A former Aviation Minister, Osita Chidoka has criticised the Federal Government for failing to keep its promise to the Nigerian people.
He said there is a multi-ethnic collation that has run the country down which has made Nigerians use ethnicity in accruing power.
Giving an example, Mr Chidoka explained that most of the elites use power to ensure their children get top positions in high places.
“When I became Corps Marshal, the Nigerian elite approached me for jobs for their constituents.
“If you go to NNPC, NCC, or all the top parastatals of government, it is the children of Nigerian elites, the children of judges, permanent secretaries, the children of the current public servants that occupy these institutions.
“The Nigerian masses have been duped for the past 60 years,” the added.
The former minister disclosed this on Thursday during The Platform, a programme aired on Channels Television which marked Nigeria’s 60th Independence Anniversary.
He noted that these groups of collations do not mean well for Nigerians but rather for themselves.
He challenged the youths for not coming out to speak but instead support the situation by hiding under religion, ethnicity, or money.
“Now the challenge is that the Nigerian public, the Nigerian young people that should fight against this capture of state power, have turned around, hiding under ethnicity, religion, or money. We are in a difficult situation”.
He asked Nigerian youths to wake up and take the power that belongs to them.

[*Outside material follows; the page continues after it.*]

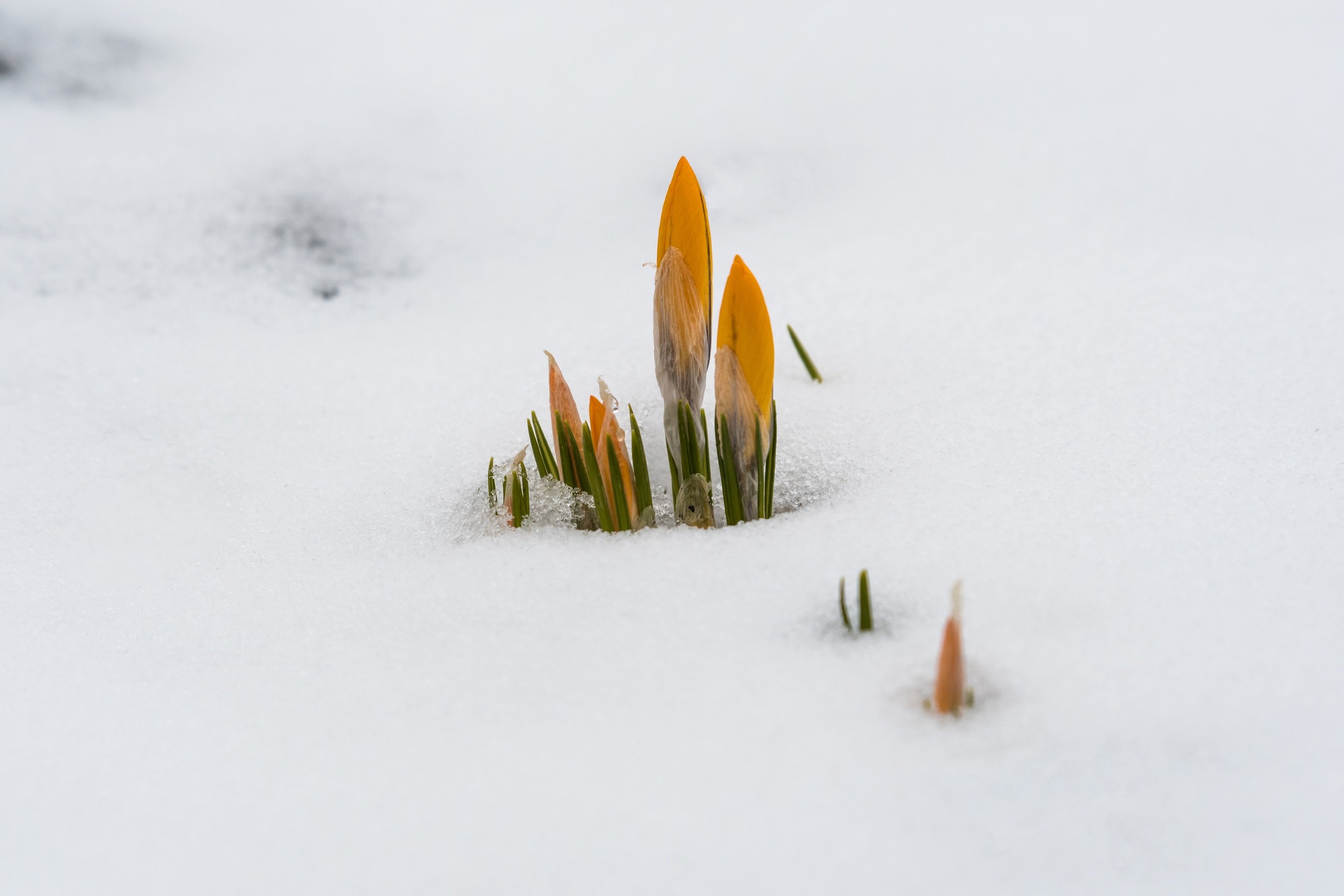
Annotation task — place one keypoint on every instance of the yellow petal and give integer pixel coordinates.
(745, 328)
(686, 225)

Mr Chidoka further noted the nation is suffering from three major crises, including insecurity led by Boko Haram which “we have been at war for 11 years and it has consumed our natural resources and people.
The second point is oil which he stated is going out of fashion, stressing that “our critical source of revenue which is oil is becoming something that over the next few years will no more bring in the kind of wealth we have seen in the past.”
The third point, according to the former minister, is the tension that Nigerians are facing in “social ethnic problems in the southeast, the ODUA now in the southwest, Boko Haram in the northeast, farmer/herders crisis in the northcentral, there is now a new impetus for new leadership to emerge”.
He added that if Nigeria has to survive in the next 60 years, “It has to take a proper decision in 2020 to determine how to build a nation where no man is impressed”.